Kunlun Shan is a Type 071 amphibious transport dock ship currently in service to China's People's Liberation Army Navy. The lead ship of its class, the 25,000-ton ship was laid down in the Hudong-Zhonghua Shipbuilding in Shanghai in June 2006, and was launched on 21 December 2006. After finishing sea trials the ship was commissioned to the South Sea Fleet at Zhanjiang Naval Base on 30 November 2007. Its estimated production cost is 300 million USD.

The ship is named after of the Kunlun Mountains, one of the most prominent mountain ranges in Northwest China.

== Operational history ==
On 9 March 2014, the ship was deployed in the search for the missing Malaysia Airlines Flight 370.

In September 2016, the ship took part in combined naval exercises with the Russian Navy off the coasts of Guangdong.
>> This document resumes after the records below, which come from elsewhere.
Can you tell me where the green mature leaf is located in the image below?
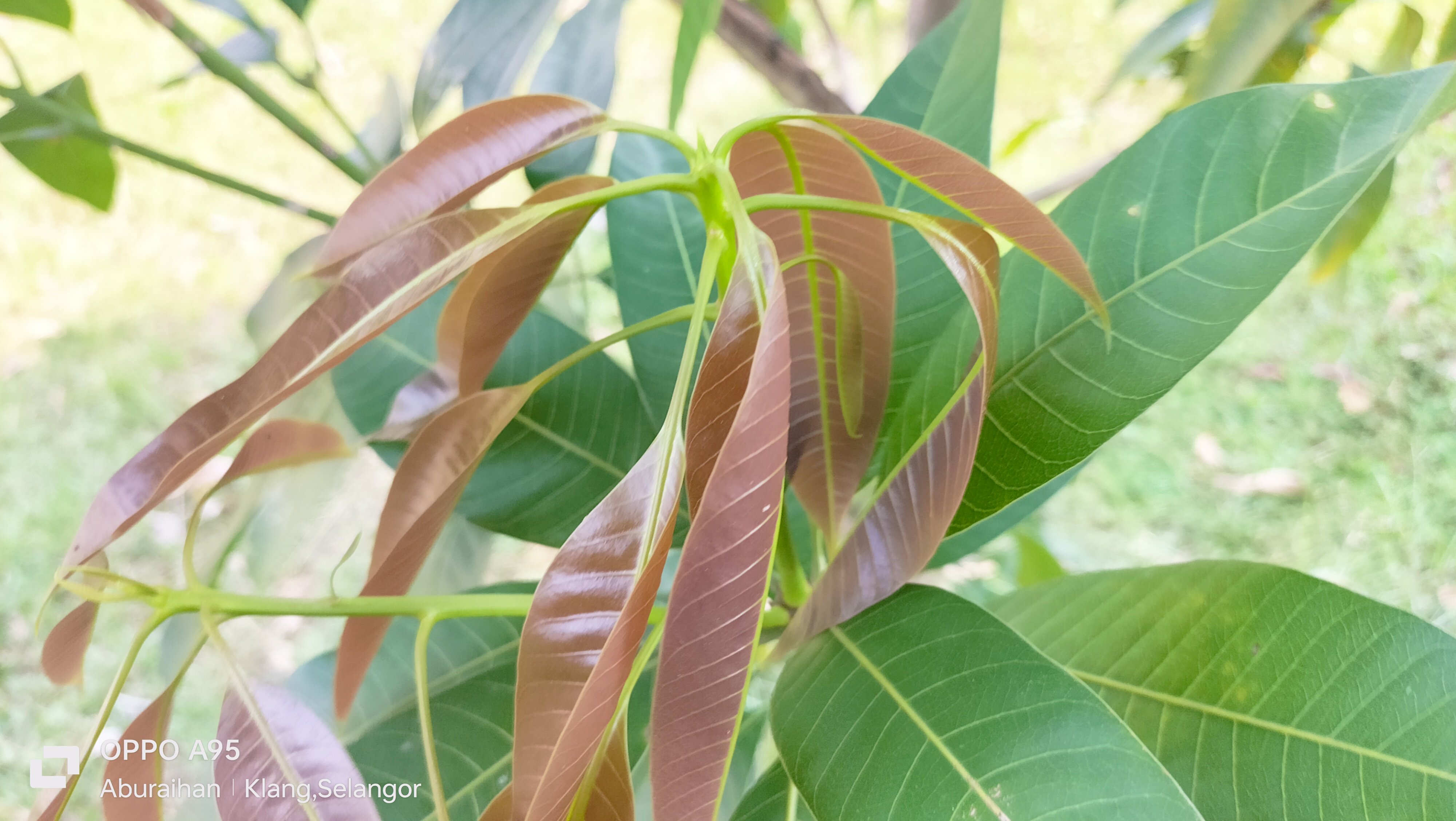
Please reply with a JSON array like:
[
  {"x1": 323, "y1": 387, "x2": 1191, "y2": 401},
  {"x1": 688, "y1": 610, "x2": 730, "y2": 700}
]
[
  {"x1": 992, "y1": 562, "x2": 1456, "y2": 818},
  {"x1": 770, "y1": 585, "x2": 1198, "y2": 821},
  {"x1": 333, "y1": 309, "x2": 661, "y2": 544},
  {"x1": 729, "y1": 761, "x2": 814, "y2": 821},
  {"x1": 288, "y1": 582, "x2": 534, "y2": 821},
  {"x1": 526, "y1": 0, "x2": 626, "y2": 188},
  {"x1": 667, "y1": 0, "x2": 724, "y2": 128},
  {"x1": 0, "y1": 74, "x2": 116, "y2": 211},
  {"x1": 607, "y1": 134, "x2": 708, "y2": 424},
  {"x1": 0, "y1": 0, "x2": 71, "y2": 29},
  {"x1": 412, "y1": 0, "x2": 556, "y2": 132},
  {"x1": 1182, "y1": 0, "x2": 1321, "y2": 105},
  {"x1": 942, "y1": 66, "x2": 1456, "y2": 531},
  {"x1": 1102, "y1": 0, "x2": 1216, "y2": 95}
]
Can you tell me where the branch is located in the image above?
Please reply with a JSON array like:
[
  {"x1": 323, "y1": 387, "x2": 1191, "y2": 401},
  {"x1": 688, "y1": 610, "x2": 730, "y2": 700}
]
[
  {"x1": 677, "y1": 0, "x2": 855, "y2": 114},
  {"x1": 0, "y1": 86, "x2": 338, "y2": 226},
  {"x1": 125, "y1": 0, "x2": 370, "y2": 185}
]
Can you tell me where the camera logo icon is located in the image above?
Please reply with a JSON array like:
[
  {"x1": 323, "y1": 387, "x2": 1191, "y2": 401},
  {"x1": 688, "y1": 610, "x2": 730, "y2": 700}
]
[{"x1": 31, "y1": 747, "x2": 82, "y2": 789}]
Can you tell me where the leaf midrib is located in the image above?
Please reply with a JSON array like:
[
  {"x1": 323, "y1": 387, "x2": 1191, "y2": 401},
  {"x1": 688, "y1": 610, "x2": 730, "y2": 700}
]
[{"x1": 1072, "y1": 667, "x2": 1456, "y2": 783}]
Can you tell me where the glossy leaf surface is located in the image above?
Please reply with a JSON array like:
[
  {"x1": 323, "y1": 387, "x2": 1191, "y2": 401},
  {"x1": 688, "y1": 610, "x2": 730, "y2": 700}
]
[
  {"x1": 607, "y1": 134, "x2": 708, "y2": 424},
  {"x1": 770, "y1": 585, "x2": 1198, "y2": 821},
  {"x1": 526, "y1": 0, "x2": 625, "y2": 186},
  {"x1": 952, "y1": 66, "x2": 1456, "y2": 531},
  {"x1": 731, "y1": 125, "x2": 895, "y2": 534},
  {"x1": 992, "y1": 562, "x2": 1456, "y2": 818},
  {"x1": 648, "y1": 234, "x2": 789, "y2": 821},
  {"x1": 213, "y1": 684, "x2": 379, "y2": 821},
  {"x1": 0, "y1": 75, "x2": 116, "y2": 211},
  {"x1": 317, "y1": 96, "x2": 606, "y2": 269},
  {"x1": 412, "y1": 0, "x2": 556, "y2": 131}
]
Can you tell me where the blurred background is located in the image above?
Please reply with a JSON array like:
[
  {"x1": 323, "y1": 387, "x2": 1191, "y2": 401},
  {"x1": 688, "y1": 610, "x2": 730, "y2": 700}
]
[{"x1": 0, "y1": 0, "x2": 1456, "y2": 820}]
In 2019, the ship took part in anti-piracy operations in the Gulf of Aden. On the return trip in June, it had a four-day stopover in Sydney Harbour, Australia as part of a three-ship taskforce along with the Type 054A frigate Xuchang and the Type 903 replenishment ship Luomahu. According to then-Prime Minister Scott Morrison, the naval visit was invited by the Australian Government, but the neither the New South Wales government nor the Australian public were informed ahead of the taskforce's arrival, which triggered a media frenzy among the conservative Australian media and politicians on the backdrop of rising geopolitical tension in Sino-Australian relations.